Project title: Personalized Immunotherapy for Atypical Pulmonary Carcinoids

Description

Dr. McHugh and his research team are developing a personalized immunotherapeutic platform to treat atypical pulmonary carcinoids.

What critical NET problem/question will researchers try to answer?

The research team will explore whether atypical pulmonary carcinoids can be selectively targeted and killed through the recognition of cancer-specific mutations.

Why is this important?

Patients who have metastatic neuroendocrine tumors currently face an extremely poor prognosis.
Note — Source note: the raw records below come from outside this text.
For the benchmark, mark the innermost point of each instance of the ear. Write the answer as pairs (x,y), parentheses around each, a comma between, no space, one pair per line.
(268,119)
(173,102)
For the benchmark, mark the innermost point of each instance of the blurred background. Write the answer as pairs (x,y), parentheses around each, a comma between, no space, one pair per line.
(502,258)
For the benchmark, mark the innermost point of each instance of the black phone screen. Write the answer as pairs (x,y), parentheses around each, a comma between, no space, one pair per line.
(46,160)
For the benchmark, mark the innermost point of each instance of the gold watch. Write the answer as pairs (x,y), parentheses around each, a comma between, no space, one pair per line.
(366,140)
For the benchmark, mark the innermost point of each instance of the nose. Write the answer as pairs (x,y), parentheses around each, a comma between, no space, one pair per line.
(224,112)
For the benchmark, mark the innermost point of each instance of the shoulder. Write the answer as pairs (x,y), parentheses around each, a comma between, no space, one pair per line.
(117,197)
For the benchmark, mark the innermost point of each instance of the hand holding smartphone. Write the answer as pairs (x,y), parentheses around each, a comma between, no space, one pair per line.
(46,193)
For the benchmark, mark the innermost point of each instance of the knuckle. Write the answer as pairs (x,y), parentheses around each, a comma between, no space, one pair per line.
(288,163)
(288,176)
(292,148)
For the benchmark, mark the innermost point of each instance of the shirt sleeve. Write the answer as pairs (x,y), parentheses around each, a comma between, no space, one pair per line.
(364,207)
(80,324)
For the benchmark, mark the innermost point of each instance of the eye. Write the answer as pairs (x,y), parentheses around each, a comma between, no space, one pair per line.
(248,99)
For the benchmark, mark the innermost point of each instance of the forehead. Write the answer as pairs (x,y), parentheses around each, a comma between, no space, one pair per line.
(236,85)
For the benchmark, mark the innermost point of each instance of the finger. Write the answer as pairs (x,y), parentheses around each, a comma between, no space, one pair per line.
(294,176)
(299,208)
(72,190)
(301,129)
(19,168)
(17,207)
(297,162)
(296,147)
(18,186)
Surgical resection of part of the lung, or an entire lung, can be effective in some patients while the disease remains localized; however, this procedure inherently decreases lung function and is not effective for tumors that have already spread to other parts of the body.

What will the researchers do?

McHugh and his team will employ genome-editing tools that uniquely recognize cancer cells based on mutations found in each individual patient’s cancer. Based on this highly specific recognition process, cancer cells will be selectively killed, triggering a systemic anti-cancer response.

How might this improve treatment of NETs?

This research aims to develop a personalized therapy that is both highly effective and minimally harmful to normal tissues. Whereas current treatment options and emerging options for other cancers have substantial drawbacks—including severe side effects and cancer recurrence—the  personalization offered by this therapy enables it to be both highly targeted and broadly useful to patients who have atypical pulmonary carcinoids and neuroendocrine tumors in general. This therapy also has the potential to be comparatively non-invasive and inexpensive, making it accessible to many patients worldwide.

What is the next step?

As a pilot study, this therapy is still in its early stages of development; however, the next step in this project is to demonstrate efficacy in mouse models and patient-derived primary cancer cells to motivate subsequent clinical trials. The long-term goal of this research is to develop a personalized therapeutic pipeline that can be readily accessed by clinicians.

Outcomes:

This project aims to develop a novel therapeutic approach to treating neuroendocrine tumors (NETs) based on a method that specifically targets cancer-driving mutations. Doing this in a personalized manner enables us to destroy NETs without significant toxicity to other tissues because the mutations are uniquely present cancer cells. This approach uses Clustered Regularly Interspaced Short Palindromic Repeats (CRISPR), a genome-editing technique to selectively cut the cancer cell genome at the site of a mutation while leaving the DNA of normal cells intact. This selective cutting enables co-delivered DNA to integrate into the cancer cell genome. Once this occurs, the cancer cell will produce the protein encoded by the DNA we are inserting, which subsequently kills the cell.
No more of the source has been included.